Court Declares Farmers Have “Arguable Case” for Compensation

Cobar Western NSW Farmer and CPPA member Alastair McRobert writes:

In what has been described as a legal first, Federal Court Judge Justice A.R. Emmett has ruled that farmers have an “arguable case” for compensation from the Commonwealth Government’s Kyoto Protocol driven ban on “Tree Clearing”.

In the Federal Court of Australia in Sydney on Thursday 20th Dec 2007, the Court rejected the Commonwealth’s application to strike out a Statement of Claim entered into the Court by Monaro District farmer Mr Peter Spencer.
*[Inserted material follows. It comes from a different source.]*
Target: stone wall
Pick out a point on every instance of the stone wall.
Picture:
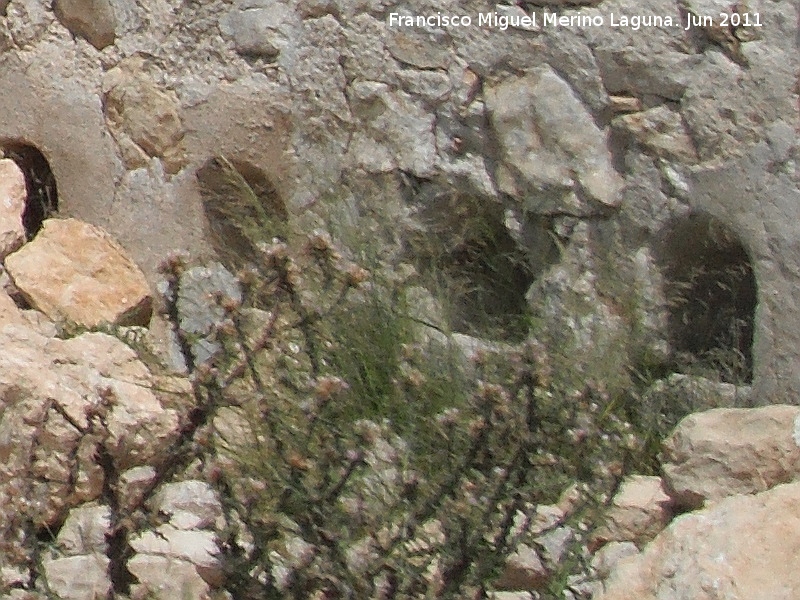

Picture Peter Spencer & Prof Errol Higgins

Pictured is Monaro District farmer Peter Spencer on left at his property in the Australian Alps with one of the CPPA legal team Professor Erryl Higgins.

Mr Spencer has claimed that Intergovernmental Agreements between the Commonwealth and the States and Territories, along with the International Treaty the Kyoto Protocol that was signed in April 1998 that set Greenhouse Emissions Targets that Australia have to meet by 2012, bind both the Commonwealth and State together.

The Carbon Sink developed on his property by the State banning Land Clearing has expropriated Mr Spencers property and prohibited the lawful use of his land for Agricultural purpose and no payments forĂ‚ sequestration and storing Carbon has been negotiated, this acquisition was not on “Just Terms” as the Commonwealth Constitution provides for just compensation for the acquisition of property.

Counsel representing Mr Spencer in proceedings, high profile Sydney Barrister Mr Peter E King said after the hearing,

“This is the first occasion in Australia’s legal history that it has been found there was an “arguable case” against the Commonwealth on behalf of farming interests that the Kyoto Protocol may give rise to Property Rights”.

Mr Spencer said

” I am delighted that my case will be heard and it vindicates my beliefs, farmers have as much right as coal – miners to recognition under the Climate Change Convention “.

The Commonwealth legal team now have until the 10th of February to present their arguments with the case due back in court on the 14th of February.

After upwards of 50 court appearances, where his case has been struck off without arguments being considered, Peter Spencer and his high powered legal team are very happy to finally have the facts of his case heard in the Federal Court.

If successful in their next appearance the case will go to trial at a date to be set for later in 2008.